Pycard genes encode a protein that looks like a speck, the inflammasome adaptor proteins. This protein interacts to the sensor protein and creates tiny specks within the cytosol. Once activated, active Caspase-1 dimers join with the speck. Pro-IL-1b and IL-18 are then activated, and then cleaved into cytokines that are biologically active.
The PD pathophysiology is critical because of the pyroptosis reaction in the inflammation response. Caspase-1 is activated by a multiprotein signaling complex called the inflammasome, and NLRP3 is a major regulator of the inflammasome. In in vitro, inhibition of NLRP3 by MCC950 significantly decreased the expression of inflammatory cytokines caused by PD in C2C12 cells.

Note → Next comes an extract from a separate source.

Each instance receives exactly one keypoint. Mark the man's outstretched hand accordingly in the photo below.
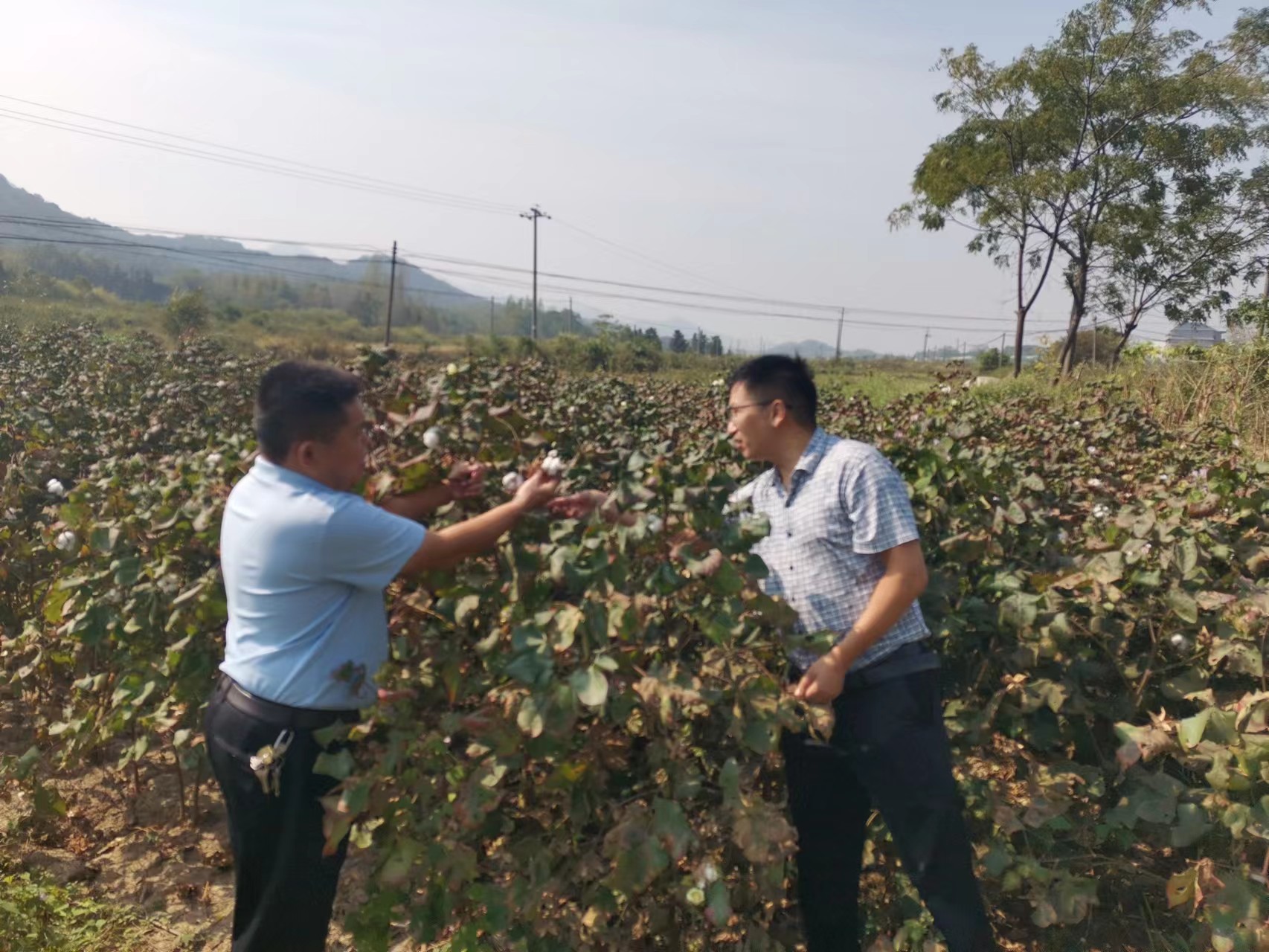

PYCARD is an epitope found on human leukocytes and plasma cells. It is linked to various inflammation processes, including the induction of chemokines or cytokines. Chemokines, cytokines are believed to be responsible for the adaptive immune response. In particular, they are involved in muscle immunity. They also play an important role in the transition between monocyte and neutrophil recruitment. They also play an important part in the control of local inflammation in vivo as well as assist in tissue repair. They are involved in the regulation of immune function and IL-1b's inflammation.
PMID: 10567338 by Masumoto J., et al. ASC, a novel 22-kDa protein, aggregates during apoptosis of human promyelocytic leukemia HL-60 cells.
PMID: 11103776 by Conway K.E., et al. TMS1, a novel proapoptotic caspase recruitment domain protein, is a target of methylation-induced gene silencing in human breast cancers.